Implementation of Programming Languages

Binding refers to finding certain attributes of certain objects. There are 6 steps involved here:

  1. Conceptualization
  2. Coding
  3. Compiling
  4. Linking - Obtain addresses of external functions, data
  5. Loading - Actual addresses of code and data
  6. Execution - Variable values, user inputs are obtained. There are no unbound objects at execution stage

We are concerned with the “binding time” taken between the coding and compiling stages.

Implementation Mechanisms

There are two methods;

  1. Translator which translates the source program into a target program, after which the machine executes the target program. Two distinct steps are present here, translation and execution. Inputs are taken at execution and not needed at translation.

  2. Interpreter is a program which takes both source program and input data to execute the code.

Note that the source program is never executed directly on the machine in either case. This is because there is a “gap” between the “levels” between the source program and execution. That is, the source code is high-level but the machine operates on low-level.

Level State Operations
High Level Variable values Expressions, control flow
Low Level Register values Machine Instructions
  • Translator reduces the level of specification to execution level.

  • Interpreter raises execution level to specification level. The program (interpreter) executes the code, not the system.

  Translation Interpretation
  Analysis + Synthesis Analysis + Execution
  Bindings before runtime Bindings at runtime
Turn around time compilation + execution analysis + execution

The turnaround time for interpreters is faster, but compilation needs to be done only once for multiple executions, saving time.

Language Method
C, C++ Compilation (Backend)
Java, C#, Python Interpretation + JIT Compilation (Virtual Machine)

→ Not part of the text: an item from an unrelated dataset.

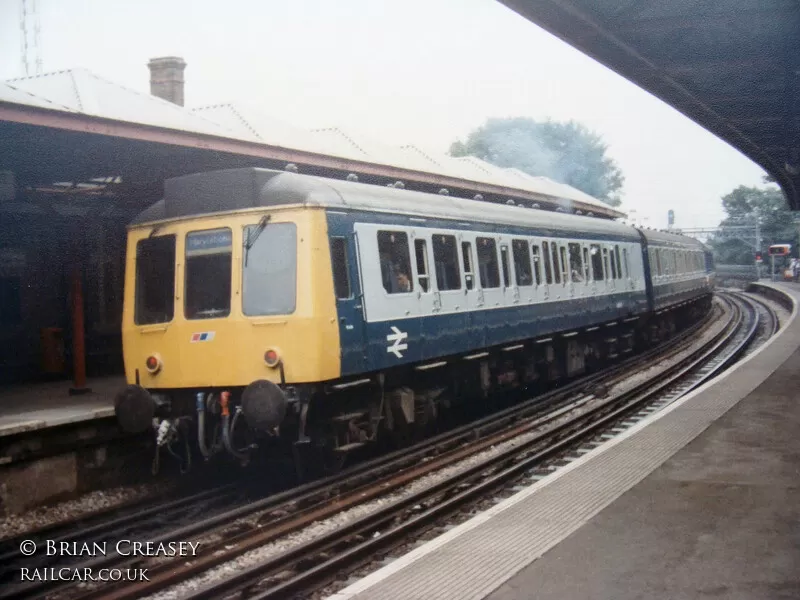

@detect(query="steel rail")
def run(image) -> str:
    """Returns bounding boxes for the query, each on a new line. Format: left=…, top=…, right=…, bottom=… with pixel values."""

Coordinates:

JIT (Just In Time) Compilation is where a repeated part of the byte code is compiled by the virtual machine for faster execution. Do note that this is done in runtime.

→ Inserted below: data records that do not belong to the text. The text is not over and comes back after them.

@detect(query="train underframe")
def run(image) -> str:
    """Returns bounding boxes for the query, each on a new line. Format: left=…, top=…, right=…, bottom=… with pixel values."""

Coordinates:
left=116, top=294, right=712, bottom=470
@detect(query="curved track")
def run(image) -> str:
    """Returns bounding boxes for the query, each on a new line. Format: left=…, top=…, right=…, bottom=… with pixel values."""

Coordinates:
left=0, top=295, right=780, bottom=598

Frontend - Language Backend - The machine ISA

$m \text{ frontends } + n\text{ backends } = m\times n \text{ compilers}$

 

Compiler Structure

Compilation overview

The first two steps in compilation are scanning and parsing. Parsing creates a “concrete Parse tree” with terminal and non-terminal nodes.

Abstract Syntax Tree

An abstract syntax tree (AST) is constructed by the semantic analyzer to ensure that there are no type errors.

The abstract syntax tree is then used to construct the TAC list (Three Address Code). TAC stores the intermediary variables. This linearizes the control flow by flattening the nested control constructs.

Compiled sample code

RTL List converts the instructions in the TAC list to the ISA. Addresses are still unknown at this stage. RTL List is converted to the Assembly Code wherin proper assembly language with register addresses and offsets using ISA.